Python coding standard for Safety Critical Applications

Question

Coming from C/C++ background, I am aware of coding standards that apply for Safety Critical applications (like the classic trio Medical-Automotive-Aerospace) in the context of embedded systems , such as MISRA, SEI CERT, Barr etc.

Skipping the question if it should or if it is applicable as a language, I want to create Python applications for embedded systems that -even vaguely- follow some safety standard, but couldn't find any by searching, except from generic Python coding standards (like PEP8)

Is there a Python coding guideline that specificallly apply to safety-critical systems ?

Answer 1

Top layer safety standards for "functional safety" like IEC 61508 (industrial), ISO 26262 (automotive) or DO-178 (aerospace) etc come with a software part (for example IEC 61508-3), where they list a number of suitable programming languages. These are exclusively old languages proven in use for a long time, where all flaws and poorly-defined behavior is regarded as well-known and execution can be regarded as predictable.

In practice, for the highest safety levels it means that you are pretty much restricted to C with safe subset (MISRA C) or Ada with safe subset (SPARK). A bunch of other old languages like Modula-2, Pascal and Fortran are also mentioned, but the tool support for these in the context of modern safety MCUs is non-existent. As is support for Python for such MCUs.

Languages like Python and C++ are not even mentioned for the lowest safety levels, so between the lines they are dismissed as entirely unsuitable. Even less so than pure assembler, which is actually mentioned as something that may used for the lower safety levels.

Answer 2

It is possible depending on the safety case and governing standards body to use Python in a safety critical system.

Technical - Availability and Real time

However, for continuous safety, there are always time demands. For example an anti-lock breaking system must always be ready to perform. Ie, high availability. It will also have timing guarantees. It is no good if the anti-skid mechanism engages after a fish tail has started. This would be a real-time gaurentee.

Many higher level languages such as python include garbage collection. If the garbage collector is not incremental or controllable (when the garbage collection happens), it is impossible to fulfill the timing guarantees. It is difficult to have timing demands meant in Python.

Some systems are not continuous, such as a Covid assay (do I have Covid-19 yes/no). It is more important to be reliable, meaning do I get the correct results all the time.

Standards

As Lundin alludes, some standards are prescriptive such as the Automotive standards (ISO-26262) and the base standard IEC 61508. That is they give a list of ways to achieve safety.

Some standards such as IEC 62304 (medical software) are goal oriented, but allow the use of the prescriptive IEC 61508. A safety case must be made through technical arguments that Python was a good technology choice for the use case.

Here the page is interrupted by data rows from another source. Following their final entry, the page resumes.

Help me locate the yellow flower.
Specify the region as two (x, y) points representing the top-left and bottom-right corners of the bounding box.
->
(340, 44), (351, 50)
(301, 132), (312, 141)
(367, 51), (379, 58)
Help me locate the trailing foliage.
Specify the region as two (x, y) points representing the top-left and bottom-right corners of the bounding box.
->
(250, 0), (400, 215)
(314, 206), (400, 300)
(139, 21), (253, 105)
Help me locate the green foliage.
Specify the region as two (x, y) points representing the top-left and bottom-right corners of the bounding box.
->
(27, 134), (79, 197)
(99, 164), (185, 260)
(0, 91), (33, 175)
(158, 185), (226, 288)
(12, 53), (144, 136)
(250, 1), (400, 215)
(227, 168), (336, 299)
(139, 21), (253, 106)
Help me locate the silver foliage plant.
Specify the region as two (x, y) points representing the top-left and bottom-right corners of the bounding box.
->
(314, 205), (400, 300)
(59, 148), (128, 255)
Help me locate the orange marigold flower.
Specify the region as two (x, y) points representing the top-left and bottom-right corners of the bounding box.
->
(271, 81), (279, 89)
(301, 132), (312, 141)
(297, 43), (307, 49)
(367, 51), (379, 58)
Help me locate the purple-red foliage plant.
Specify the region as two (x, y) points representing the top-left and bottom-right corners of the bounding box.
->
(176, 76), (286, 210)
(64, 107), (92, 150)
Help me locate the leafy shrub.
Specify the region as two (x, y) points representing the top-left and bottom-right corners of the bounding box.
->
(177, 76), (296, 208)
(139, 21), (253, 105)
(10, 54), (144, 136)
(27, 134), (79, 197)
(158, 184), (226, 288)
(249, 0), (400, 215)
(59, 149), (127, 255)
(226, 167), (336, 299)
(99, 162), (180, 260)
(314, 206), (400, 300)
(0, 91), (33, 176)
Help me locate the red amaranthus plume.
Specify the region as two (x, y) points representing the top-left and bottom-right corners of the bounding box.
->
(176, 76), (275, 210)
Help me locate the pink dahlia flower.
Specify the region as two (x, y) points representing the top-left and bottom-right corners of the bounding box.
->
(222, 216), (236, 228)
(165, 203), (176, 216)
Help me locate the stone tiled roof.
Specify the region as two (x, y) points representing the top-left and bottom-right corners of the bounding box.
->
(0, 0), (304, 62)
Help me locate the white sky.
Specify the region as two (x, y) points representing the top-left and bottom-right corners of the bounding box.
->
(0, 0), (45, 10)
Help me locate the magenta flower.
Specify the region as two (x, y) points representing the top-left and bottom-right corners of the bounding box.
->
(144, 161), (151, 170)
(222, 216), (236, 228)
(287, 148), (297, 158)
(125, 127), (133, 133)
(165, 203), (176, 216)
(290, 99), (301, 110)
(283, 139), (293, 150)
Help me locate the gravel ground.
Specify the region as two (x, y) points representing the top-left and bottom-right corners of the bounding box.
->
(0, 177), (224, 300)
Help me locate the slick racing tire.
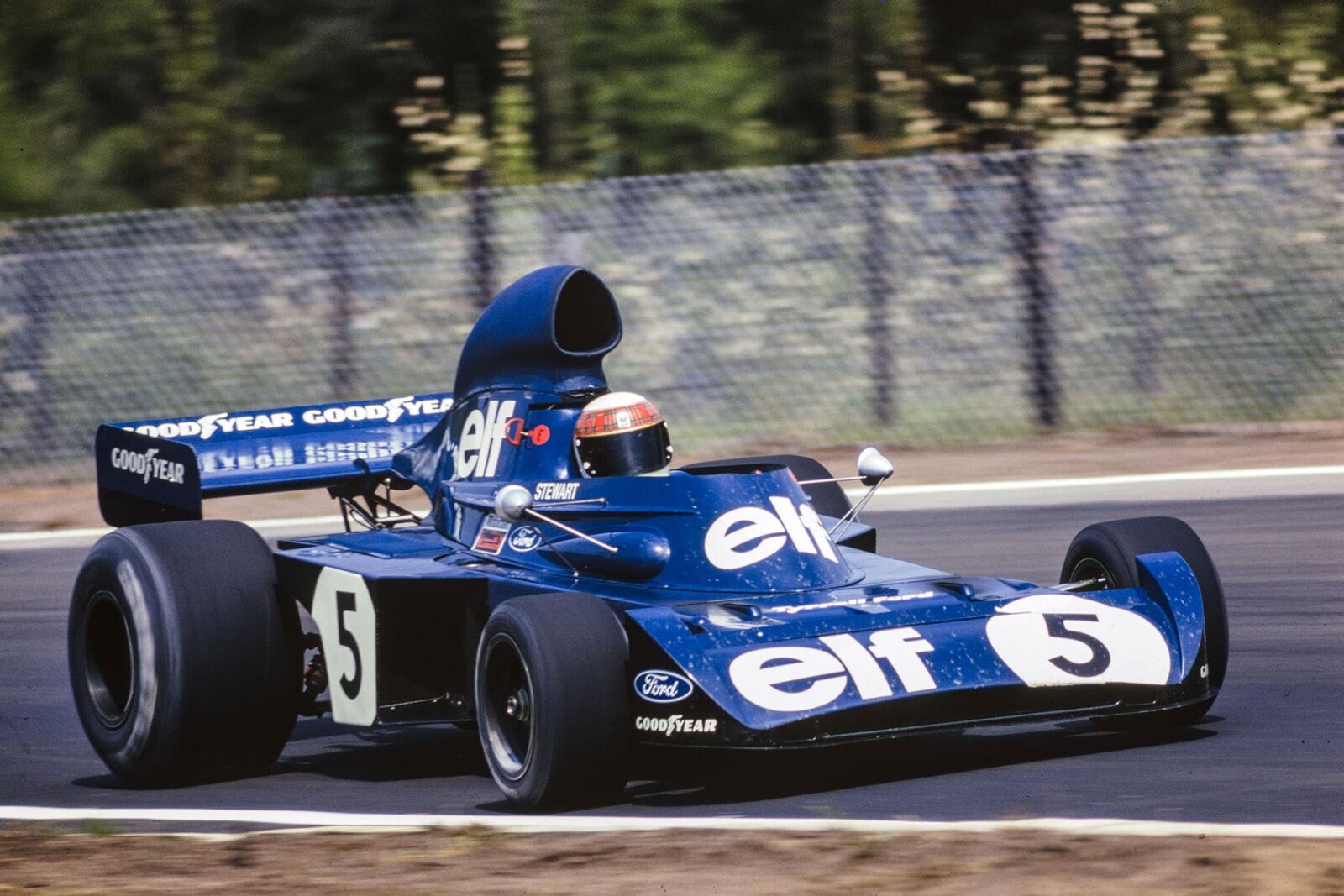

This can be very difficult, so defaulting to the prescriptive standard is the norm.

Frankly, I believe that Rust would probably be a better choice than Python for a wider variety of cases. Some regulatory bodies allow you to have your safety case previewed before large scale development gets underway. If you have a goal oriented standard, it would be very prudent to get some acceptance of your argument for the language from an auditing body.

Reality

Entrenched languages will have tools and pre-certification. For example you can get TUV-Sud certified compilers. Not only the code, but all aspects that are used in development must be analyzed for a safety case. This include static checkers, revision control tools, code review tools, CIT systems, etc. Depending on the 'safety level', you many need all of these elements to be certified. Ie, Level C pace maker or ASIL-4 automotive component. If the language was never used in a safety standard before, it can be difficult to find certified tools, an OS or run-time libraries.

As well, it can be fairly expensive to make the arguments that a new technology is safe. This means there will be added cost to the company that initially undertakes this exercise. A product that succeeds, makes it to market and helps to save lives is better than an intellectual exercise that fails.